I spoke to men, women and girls of all ages about the Vagina Monologues and helped give out shirts with any donations. We had so much attention that we ran out of both flyers for our production AND merch within the first hour and had to rush to get more flyers (thank you times one million to one of our Take Back the Night peers). Our red “V” that we collect donations in was completely full by the end of the day. Seeing so many people interested in wearing shirts that represent our cause was such a positive experience. Seeing kids come up and ask questions and donating was powerful. Seeing so many people asking how they can help and donate more was a reminder for me to keep representing the cause. I’m so glad to have been a part of this.
The last little bit I want to share will be familiar to many of you. The signs. There were so many great signs! Since there were marches going on all over the world on Saturday, I started seeing signs pop up online Friday evening. Awesome! On Saturday, I woke up wondering if I’d see a sign reading “Who run the world?!” as I channeled my inner Beyonce. I saw an elderly woman holding a sign that said “I can’t believe I still have to protest this shit”. I saw men holding signs for their daughters. I saw tons of “Pussy Grabs Back” themed signs. I saw “Men of quality aren’t threatened by equality” signs. I even ended up seeing a little girl stroll past our table holding the “Who Run the World” sign I was hoping to see. There’s still signs popping up online that I find so powerful. I love the signs.

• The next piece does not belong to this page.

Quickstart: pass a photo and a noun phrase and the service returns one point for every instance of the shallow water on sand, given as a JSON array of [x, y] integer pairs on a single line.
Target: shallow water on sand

This post is only one girl’s perspective. I don’t have some of the life experiences that others do that have brought them here, but I feel lucky to be able to know these people. I feel grateful to be able to talk to them, learn from them and help as I can. I feel grateful to have been able to be out in the crowd and see and talk to so many of them. I didn’t expect to find as much meaning in the experience as I did. I didn’t mean to write a 2+ page blog about it. I did, though, and I challenge anyone out there reading this to step out of your comfort zone to find meaning in something. Anything. Go pet the dogs at the shelter. Go talk to women and girls that are victims. Go talk to a veteran. Learn their stories and appreciate their experiences. We don’t all go through the same struggles. Be a good listener. Really try to understand. Be a voice. Be a helping hand. Do what you can to make someone’s day just a little bit brighter. You may make more of a difference than you ever thought you could.